Charles Ungerleider,
Professor Emeritus, The University of British Columbia
[permission to
reproduce granted if authorship is acknowledged]
There is little doubt that results
from the Programme for International Student Assessment (PISA) get attention. If
you enter the search term “PISA results” in your browser under the heading news
as I just did, it will return more than 67,000 references in about a quarter of
a second. Every three years the results are celebrated by politicians in
jurisdictions that are ‘winners,’ like Canada, and loathed by those presiding
over education in jurisdictions that are ‘losers.’
PISA is the name given to the assessments
administered to 15-year-olds in reading, mathematics, and science. The
assessments are administered in more than 35 countries (which PISA often calls
“economies”) and more than a dozen partners that include countries, such as Brazil,
and economic regions such as Shanghai, Hong Kong, and Macau. It is convenient
for PISA to use the term ‘economies’ to speak of all participating
entities.
Each administration of PISA assesses
all three domains (reading, mathematics, and science), but gives prominence to
one of the three domains in each cycle. In 2000, 2009 and 2018, the principal
assessment domain was reading. In 2003 and 2012, it was mathematics. In 2006
and 2015, science was the focal domain. In 2021, the focus will be on mathematics
again with an additional test in creative thinking. And, in 2024, PISA will
measure “Learning in the Digital World,” the ability of students to use
self-regulated learning while they employ digital tools.

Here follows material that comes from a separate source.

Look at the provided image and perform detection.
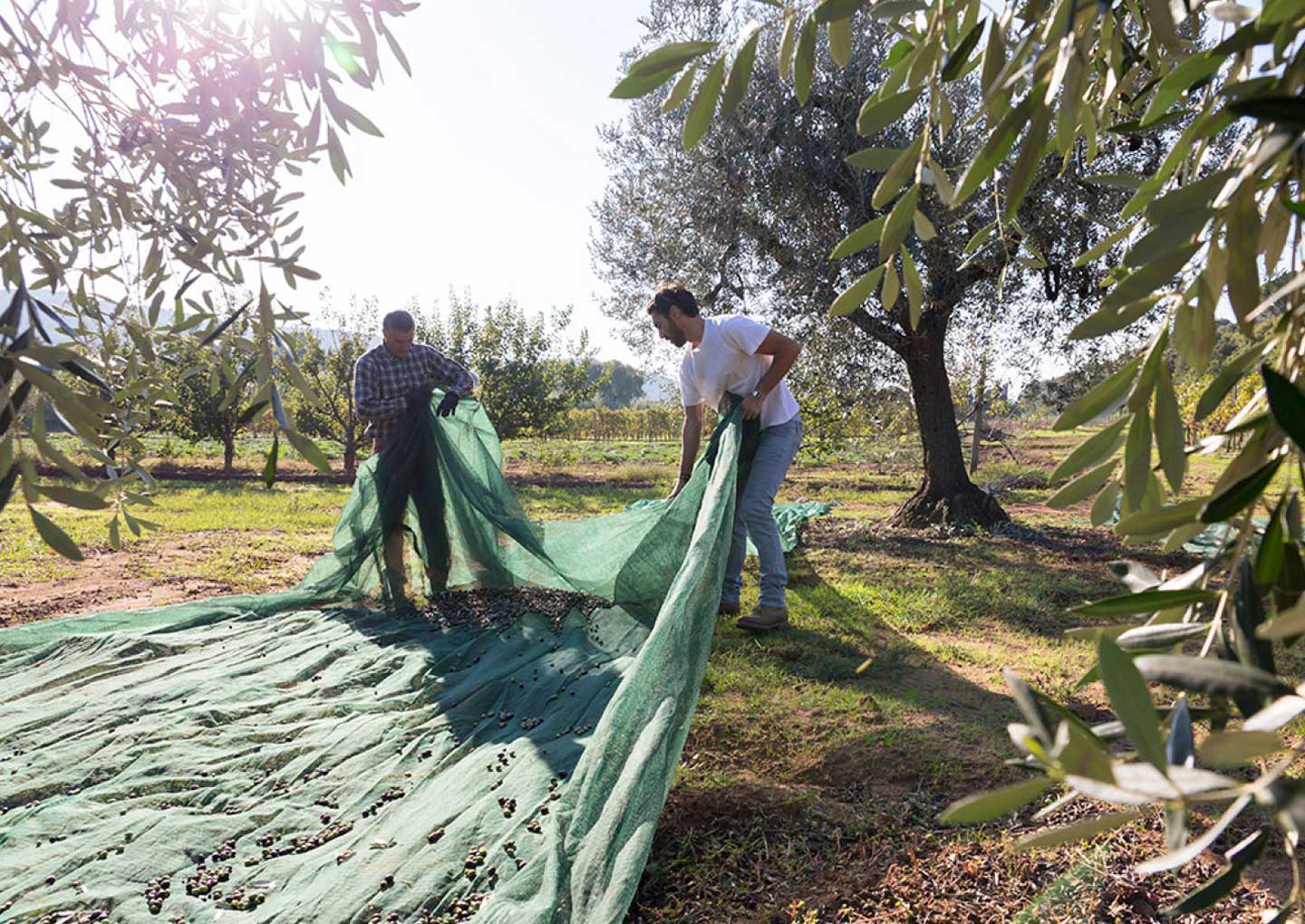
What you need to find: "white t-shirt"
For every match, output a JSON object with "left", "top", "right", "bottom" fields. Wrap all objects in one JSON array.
[{"left": 680, "top": 316, "right": 798, "bottom": 428}]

PISA derives its support from the
countries and economies that participate in the assessments. To sustain itself
PISA must maintain the continuing support of previous participants, but it also
tries to encourage new participation. PISA combines the assessment of the three
domains with the assessment of abilities in other areas: financial literacy,
creativity, and digital learning, for example.
It is doubtful whether PISA would
earn repeat business if there were significant differences from round to round in
the major domains. “If you want to measure change, do not change the measures”

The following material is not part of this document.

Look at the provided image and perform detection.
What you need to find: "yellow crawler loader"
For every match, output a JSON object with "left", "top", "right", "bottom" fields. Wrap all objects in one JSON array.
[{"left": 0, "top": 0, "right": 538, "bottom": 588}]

– at least not too much. Thus, while the
assessments do change from one round to the next, the folks who analyze the
results perform a variety of statistical operations to assure participating
jurisdictions of the equivalence of the assessments. They also adjust the
results so that they are related to the same scale. Thus, adjustments are made
so that the score is centered at 500 with a standard deviation of 100 score points.

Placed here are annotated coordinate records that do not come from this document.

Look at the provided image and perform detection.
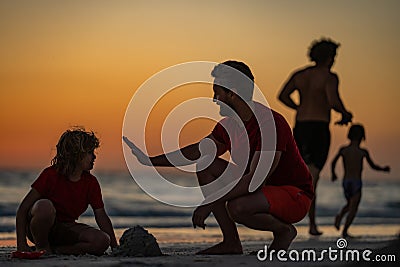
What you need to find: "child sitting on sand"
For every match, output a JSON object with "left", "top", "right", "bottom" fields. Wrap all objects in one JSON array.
[
  {"left": 332, "top": 124, "right": 390, "bottom": 238},
  {"left": 16, "top": 129, "right": 117, "bottom": 255}
]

Large-scale assessments are helpful
in determining if school systems are producing better student outcomes and
reducing educational inequalities among groups of students over time. The
jurisdictions that have such mechanisms are advantaged. Ontario, for example,
has an Education Quality and Accountability Office (EQAO). A body that has some
independence from the provincial Ministry of Education , EQAO conducts
province-wide, census-type, large-scale assessments in reading, writing and
mathematics at the primary and junior divisions; applied and academic
mathematics at Grade 9; and the Ontario Secondary School Literacy Test (OSSLT)
administered at grade 10. But education systems that do not have their own
census-type large-scale assessments are at a disadvantage and thus must rely on
external benchmarks against which they can measure their progress over time.
Because of my interest in improving
student outcomes and reducing educational inequalities, I have been an observer
of PISA since it began at the turn of this century. I am primarily interested
in how jurisdictions interpret the results and what use, if any, they make of
them to improve outcomes.
Earlier in this blog I used the
terms ‘winners’ and ‘losers.’ I did that because the leadership in most jurisdictions
treats PISA like a horse race. “Who won?” Who lost?” “How well or badly did we
do?” There are some significant challenges to making use of the results.
Those who are responsible for PISA
want PISA to attract attention and earn support. But they caution that PISA
results are not a measure of the impact of schooling per se, but a
cumulative measure of the prior experiences that the 15-year-olds have had and
the many factors that influence those experiences such as poverty, parental
education, etc. They also caution that PISA is not aligned with curriculum in
the many countries and economies that participate.
Notwithstanding these significant
limitations, I have spent quite a bit of time reading and consulting with
colleagues about the decline in PISA scores over time. The decline has occurred
in all three major domains (reading, mathematics, and science) on an
international level and within Canada. I have represented that decline in the
chart below devoted to mathematics. I chose mathematics because it is an area
about which there has been much hand wringing. It includes the data for all the
Canadian provinces, Canada, and the OECD average (excluding the partner
economies since because they are not countries).
I and my colleagues, many of whom
have international reputations in measurement, statistics, and education are
baffled. We are not certain to what the decline should be attributed or its significance. There is no shortage of
hypotheses.
With repeated measurements of the
same phenomenon, there is a tendency for scores at the extreme ends (high or
low) of the distribution to be followed by ones that are closer to the mean.
The trend in the PISA data may reflect such a tendency. Another hypothesis is
that over the nearly 20 years of PISA assessments, students spend more time on
computers and less time reading print material, and the kind of reading they do
has changed - if not in kind in degree. According to this hypothesis, students
devote less mental effort to reading and the loss of mental effort is reflected
in all subjects. Still another hypothesis is that the effort to retain students
who would have dropped out of school has paid off, but that the students
retained are less able and, thus, ‘diluting’ performance over time. Yet another
hypothesis is that successive generations of students have become desensitized
to large-scale assessments, attributing less importance to them, and expending
less effort on them than in the past. I could go on, but I won’t.
Do these tentative explanations
deserve examination? These hypotheses are worthy topics for a dissertation.
But, if a jurisdiction has a robust system of
large-scale assessments upon which it can rely for examining change over time, it
would be more productive to focus on the data produced by those systems than to
depend upon PISA. This is particularly true if the large-scale assessments are
closely linked with the jurisdiction’s educational goals and curricula; allow
for assessment at regular intervals throughout students’ educational careers; and
are amenable to close analysis of the relationship between factors over which
schools have control and the outcomes measured.
Jurisdictions that do not have robust
systems for large-scale assessment and do not have the resources to develop
them will be dependent upon assessments such as PISA. For them, understanding why
PISA scores are declining is a necessary prelude to understanding the results
their students obtain. Jurisdictions that
depend on PISA alone for an external measure of system performance would also
be wise to invest in some oversampling so they can track performance of
subpopulations.